The Three Bodies of the Buddha
…a course at the University of Colorado – Winter, 1971
by John J. Baker
In the fall of 1970 Bob Lester, then Chairman of the Religious Studies Department at the University of Colorado (CU), invited Chogyam Trungpa Rinpoche, a highly ranked, Tibetan Buddhist lama, to teach a course on Buddhism to undergraduates. Rinpoche had arrived in the U.S. that spring from Scotland, landing at Tail of the Tiger (now Karme Choling) in Barnet, Vermont, where he gave summer seminars on the teachings of Milarpa and other subjects. In August some CU professors had invited Rinpoche, then about 31 years old, to come to Boulder, and I and another student, Marvin Casper, both in our mid-twenties, had asked him if we could accompany him. So in October of 1970 the three of us moved to Colorado, initially living together in a stone cabin with a pot-bellied stove and outhouse at 10,000 feet in Gold Hill, but later moving to a modern duplex in Four-Mile Canyon just outside of town. Rinpoche’s wife, Diana, joined us after a couple of months, and they lived together in the first floor apartment, while Marvin and I inhabited the upstairs.

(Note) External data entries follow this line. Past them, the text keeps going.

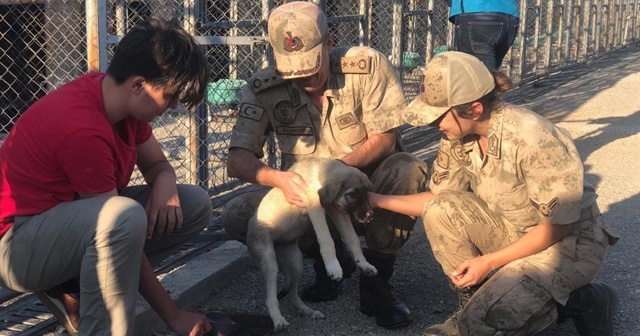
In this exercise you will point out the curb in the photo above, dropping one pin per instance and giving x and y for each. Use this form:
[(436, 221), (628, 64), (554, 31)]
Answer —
[(190, 284)]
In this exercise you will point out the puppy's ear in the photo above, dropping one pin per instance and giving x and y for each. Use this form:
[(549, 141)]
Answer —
[(329, 192)]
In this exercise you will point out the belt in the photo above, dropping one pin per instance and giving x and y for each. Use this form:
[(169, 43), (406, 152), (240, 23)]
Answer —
[(588, 213)]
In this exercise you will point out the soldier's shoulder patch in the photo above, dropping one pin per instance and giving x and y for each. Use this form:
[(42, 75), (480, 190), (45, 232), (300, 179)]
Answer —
[(355, 65), (442, 160), (459, 153), (251, 111), (264, 79), (546, 209), (439, 177)]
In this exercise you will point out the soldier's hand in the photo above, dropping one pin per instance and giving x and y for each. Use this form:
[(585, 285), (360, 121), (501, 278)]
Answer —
[(471, 272), (294, 188)]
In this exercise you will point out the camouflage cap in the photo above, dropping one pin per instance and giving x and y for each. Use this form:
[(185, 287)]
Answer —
[(296, 32), (451, 78)]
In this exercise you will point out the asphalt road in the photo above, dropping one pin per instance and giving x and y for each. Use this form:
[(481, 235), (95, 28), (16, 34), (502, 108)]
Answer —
[(601, 109)]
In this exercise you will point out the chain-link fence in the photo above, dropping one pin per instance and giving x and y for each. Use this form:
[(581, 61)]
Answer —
[(44, 43)]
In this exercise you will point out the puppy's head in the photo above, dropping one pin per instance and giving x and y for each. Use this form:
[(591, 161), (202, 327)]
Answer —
[(346, 189)]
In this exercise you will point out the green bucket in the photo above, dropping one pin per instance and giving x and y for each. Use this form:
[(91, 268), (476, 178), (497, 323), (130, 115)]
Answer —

The CU course was to run in the winter semester of 1971. Rinpoche appointed Marvin and me his teaching assistants, which meant helping him select readings, construct the syllabus, run the class, and conduct discussion groups. He, of course, determined the content and delivered the lectures.
At Tail of the Tiger Rinpoche had given Marvin and me pointing-out-instruction and forged a bond stronger than any I had known in my relatively short lifetime. He had recently asked us to start teaching the students who were coming to him from the coasts and elsewhere, hippies mostly, without much money, adventurous and inspired by the dharma, in general, and Rinpoche, in particular. We knew very little doctrine, but Rinpoche had introduced us to the heart of the teachings. He felt it important for Westerners to connect to the essence of Buddhism first, so that they would not be dazzled and seduced by the many exotic forms promising spectacular results, a problem he considered pandemic in America at the time.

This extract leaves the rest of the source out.